Canada lags behind rest of world per capita in number of doctors
The number of doctors in Canada (per person) lags far behind other developed countries, and if current trends continue, Canada likely won’t close the gap in the coming years, finds a new study released today by the Fraser Institute, an independent, non-partisan Canadian public policy think-tank.
“Physicians play a crucial role in Canada’s health-care system, but compared to other developed countries, Canada has a low ratio of physicians to people,” said Steven Globerman, international business professor at Western Washington University, Fraser Institute senior fellow and co-author of The Supply of Physicians in Canada: Projections and Assessment.
The study finds that in 2015, Canada had just 2.7 doctors per 1,000 people. That’s almost 20 per cent lower than the 3.4 per 1,000 person average for the other developed countries in the Organization for Economic Co-Operation and Development (OECD), a group of developed high-income countries like Canada.

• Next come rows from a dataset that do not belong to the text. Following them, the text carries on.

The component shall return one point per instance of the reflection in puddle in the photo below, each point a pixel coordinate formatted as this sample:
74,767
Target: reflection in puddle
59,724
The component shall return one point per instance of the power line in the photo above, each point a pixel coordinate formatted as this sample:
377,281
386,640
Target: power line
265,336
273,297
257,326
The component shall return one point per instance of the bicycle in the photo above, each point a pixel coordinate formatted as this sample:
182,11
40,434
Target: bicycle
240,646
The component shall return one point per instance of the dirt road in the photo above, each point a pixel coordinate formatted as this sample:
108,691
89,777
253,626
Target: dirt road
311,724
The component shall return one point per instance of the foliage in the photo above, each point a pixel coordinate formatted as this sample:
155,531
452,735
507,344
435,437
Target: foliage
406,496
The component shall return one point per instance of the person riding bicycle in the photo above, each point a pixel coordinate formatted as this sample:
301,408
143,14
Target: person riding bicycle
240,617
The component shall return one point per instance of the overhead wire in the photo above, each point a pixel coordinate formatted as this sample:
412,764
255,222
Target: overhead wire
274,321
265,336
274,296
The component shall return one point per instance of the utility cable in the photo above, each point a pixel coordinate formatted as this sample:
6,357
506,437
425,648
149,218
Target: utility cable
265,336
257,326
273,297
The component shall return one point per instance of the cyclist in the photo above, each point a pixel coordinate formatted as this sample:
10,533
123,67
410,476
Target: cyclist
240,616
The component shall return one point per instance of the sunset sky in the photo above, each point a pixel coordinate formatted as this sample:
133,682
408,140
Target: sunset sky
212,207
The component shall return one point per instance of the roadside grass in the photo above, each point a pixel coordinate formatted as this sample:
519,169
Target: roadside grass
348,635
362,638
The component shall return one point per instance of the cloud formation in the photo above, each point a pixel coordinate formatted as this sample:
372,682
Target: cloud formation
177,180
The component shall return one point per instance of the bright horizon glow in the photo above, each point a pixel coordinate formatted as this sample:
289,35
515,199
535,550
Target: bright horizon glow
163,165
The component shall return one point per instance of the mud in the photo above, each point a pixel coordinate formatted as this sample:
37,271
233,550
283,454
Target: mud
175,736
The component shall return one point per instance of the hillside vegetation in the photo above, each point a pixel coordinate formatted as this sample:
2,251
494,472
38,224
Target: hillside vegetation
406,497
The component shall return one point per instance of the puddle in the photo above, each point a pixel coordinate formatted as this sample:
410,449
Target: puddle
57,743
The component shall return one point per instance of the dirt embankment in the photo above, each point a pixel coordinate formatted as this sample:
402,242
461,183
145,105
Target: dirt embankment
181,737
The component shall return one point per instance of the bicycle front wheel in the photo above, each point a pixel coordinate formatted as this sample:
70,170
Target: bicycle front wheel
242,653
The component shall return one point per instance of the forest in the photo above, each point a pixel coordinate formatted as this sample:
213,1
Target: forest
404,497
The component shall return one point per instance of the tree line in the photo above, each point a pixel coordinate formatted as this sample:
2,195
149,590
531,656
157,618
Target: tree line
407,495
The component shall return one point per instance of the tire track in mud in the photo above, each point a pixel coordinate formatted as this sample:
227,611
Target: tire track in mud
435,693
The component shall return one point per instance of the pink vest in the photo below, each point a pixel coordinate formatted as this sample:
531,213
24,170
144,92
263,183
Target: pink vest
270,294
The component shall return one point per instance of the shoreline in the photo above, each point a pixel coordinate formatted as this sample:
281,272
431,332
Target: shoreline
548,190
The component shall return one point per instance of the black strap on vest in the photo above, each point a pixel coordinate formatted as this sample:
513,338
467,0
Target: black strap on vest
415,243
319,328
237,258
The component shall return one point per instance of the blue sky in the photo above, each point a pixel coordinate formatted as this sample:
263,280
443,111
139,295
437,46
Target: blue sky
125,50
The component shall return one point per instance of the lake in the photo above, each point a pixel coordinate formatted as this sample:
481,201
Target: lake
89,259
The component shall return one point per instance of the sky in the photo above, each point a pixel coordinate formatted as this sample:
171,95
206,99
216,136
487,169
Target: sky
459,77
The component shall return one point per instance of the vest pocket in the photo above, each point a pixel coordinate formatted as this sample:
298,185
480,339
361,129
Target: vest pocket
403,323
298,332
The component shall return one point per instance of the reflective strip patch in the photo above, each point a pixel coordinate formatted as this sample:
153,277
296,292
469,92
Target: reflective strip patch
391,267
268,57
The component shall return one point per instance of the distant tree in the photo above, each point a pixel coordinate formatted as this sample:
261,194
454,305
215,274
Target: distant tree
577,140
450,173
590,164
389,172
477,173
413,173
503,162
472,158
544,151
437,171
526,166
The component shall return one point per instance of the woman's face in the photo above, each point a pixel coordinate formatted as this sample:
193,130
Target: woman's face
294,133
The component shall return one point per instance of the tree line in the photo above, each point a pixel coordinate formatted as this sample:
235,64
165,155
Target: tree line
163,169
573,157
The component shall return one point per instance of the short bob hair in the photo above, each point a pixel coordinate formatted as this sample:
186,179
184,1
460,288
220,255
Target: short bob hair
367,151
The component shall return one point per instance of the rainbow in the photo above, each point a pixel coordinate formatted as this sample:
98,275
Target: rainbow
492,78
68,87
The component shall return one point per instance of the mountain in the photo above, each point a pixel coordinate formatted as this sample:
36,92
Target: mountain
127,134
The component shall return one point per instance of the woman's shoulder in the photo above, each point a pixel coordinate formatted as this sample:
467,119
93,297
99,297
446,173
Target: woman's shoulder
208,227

Crucially, projecting the number of doctors in Canada into future years—assuming current medical school enrolment and foreign-trained doctor trends continue—Canada will have 2.97 doctors per 1,000 people by 2030, still well below the 2015 OECD average.
“Unless current trends are reversed, an increasing scarcity of doctors looms large in Canada’s future,” Globerman said.
“Policymakers should think now about how having relatively few doctors will affect Canadian patients and the health-care system more broadly.”